Запомнился мне день 13 июля у поселка Чигири. На опушке леса, в землянке, командующий армией Михаил Иванович Потапов поставил на карте кружочек и приказал мне:
— Отсюда не уходить. Стоять до последнего.
— Есть, до последнего! — ответил я.
Он подумал и добавил:
— Шоссе должно стать непроходимым для их танков. Объясните с комиссаром каждому бойцу, что вся 5-я армия на него смотрит и надеется...
Семен Васильевич Братушный и его политработники вышли на огневые позиции и находились там в течение многодневного и почти непрерывного тяжелого боя. Захваченный участок шоссе мы наглухо закрыли. Часть орудий била фашистские танки прямой наводкой, другая часть вела огонь с закрытых позиций. Сожгли и подбили десятки вражеских танков и бронетранспортеров. Особенно отличились на прямой наводке батареи Феофана Кравченко, Федора Черевко и Павла Бабия. Молодые совсем люди, 22–23-х лет от роду, они быстро стали настоящими солдатами. В этих боях геройски погиб любимец полка, первый плясун, певец, отличный штабной командир, старший лейтенант Павел Иванович Батунов. Были и другие потери. Но полк в целом оставался полностью боеспособным. Только три орудия из 48 были потеряны безвозвратно.
5-я армия, отходя в глубину Коростеньского укрепленного района, продолжала вести упорные бои за каждый метр [13] земли. Так было в июле и первой половине августа.
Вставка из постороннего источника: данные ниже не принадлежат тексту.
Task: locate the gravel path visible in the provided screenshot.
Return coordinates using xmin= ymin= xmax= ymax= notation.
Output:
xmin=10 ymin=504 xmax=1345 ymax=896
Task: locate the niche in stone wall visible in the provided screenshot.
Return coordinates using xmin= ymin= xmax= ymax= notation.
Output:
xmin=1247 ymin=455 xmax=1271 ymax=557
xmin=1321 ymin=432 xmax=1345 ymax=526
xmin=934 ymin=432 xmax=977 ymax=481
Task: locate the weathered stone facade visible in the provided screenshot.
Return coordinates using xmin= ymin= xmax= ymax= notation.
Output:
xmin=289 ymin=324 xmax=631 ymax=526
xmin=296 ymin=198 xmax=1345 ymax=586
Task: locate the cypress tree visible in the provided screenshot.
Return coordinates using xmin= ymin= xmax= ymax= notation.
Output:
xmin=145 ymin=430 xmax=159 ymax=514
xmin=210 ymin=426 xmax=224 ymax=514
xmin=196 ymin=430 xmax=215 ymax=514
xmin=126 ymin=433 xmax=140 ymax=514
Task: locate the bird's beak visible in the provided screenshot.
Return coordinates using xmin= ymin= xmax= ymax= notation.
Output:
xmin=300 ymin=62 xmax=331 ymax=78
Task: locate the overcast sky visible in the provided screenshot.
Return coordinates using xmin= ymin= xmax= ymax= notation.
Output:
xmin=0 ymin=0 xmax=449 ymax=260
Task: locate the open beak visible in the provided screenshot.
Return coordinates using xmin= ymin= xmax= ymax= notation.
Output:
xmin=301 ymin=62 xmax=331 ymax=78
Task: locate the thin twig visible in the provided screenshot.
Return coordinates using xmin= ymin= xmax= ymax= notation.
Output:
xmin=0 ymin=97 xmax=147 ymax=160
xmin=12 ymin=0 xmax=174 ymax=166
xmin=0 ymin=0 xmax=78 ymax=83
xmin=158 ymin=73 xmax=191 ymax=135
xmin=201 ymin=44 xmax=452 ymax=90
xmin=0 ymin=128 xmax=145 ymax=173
К этому времени стали ощущаться перебои в снабжении, мы были вынуждены экономить снаряды.
Вечером 17 августа мне передали по телефону распоряжение начальника артиллерии фронта генерала М. А. Парсегова (он накануне войны принял эту должность от генерала Н. Д. Яковлева, назначенного начальником Главного артиллерийского управления Красной Армии) прибыть в штаб артиллерии фронта. Вместо меня командиром полка назначался И. М. Семак, который, кстати сказать, только что был награжден боевым орденом и получил звание майора.
Попрощавшись с друзьями, я 18 августа выехал на восток. Бои шли уже в предместьях Киева и на притоке Днепра реке Ирпень, некоторые переправы находились под огнем артиллерии противника. Мы поехали дорогой на Чернигов, но все равно и на правом берегу Днепра и на левом пришлось нам с водителем не раз пережидать в канавах и за буграми авиационные бомбежки. Смотрели мы на это как на вещь обычную. Не знали тогда, что эти бомбежки лишь незначительная часть широкого вражеского плана по подготовке очередного наступления против киевской группировки советских войск, что, стремясь ее окружить, противник уже повернул с севера крупные силы танков и пехоты, а непосредственно под Киевом спланировал нанести удар через 4–5 дней{1}.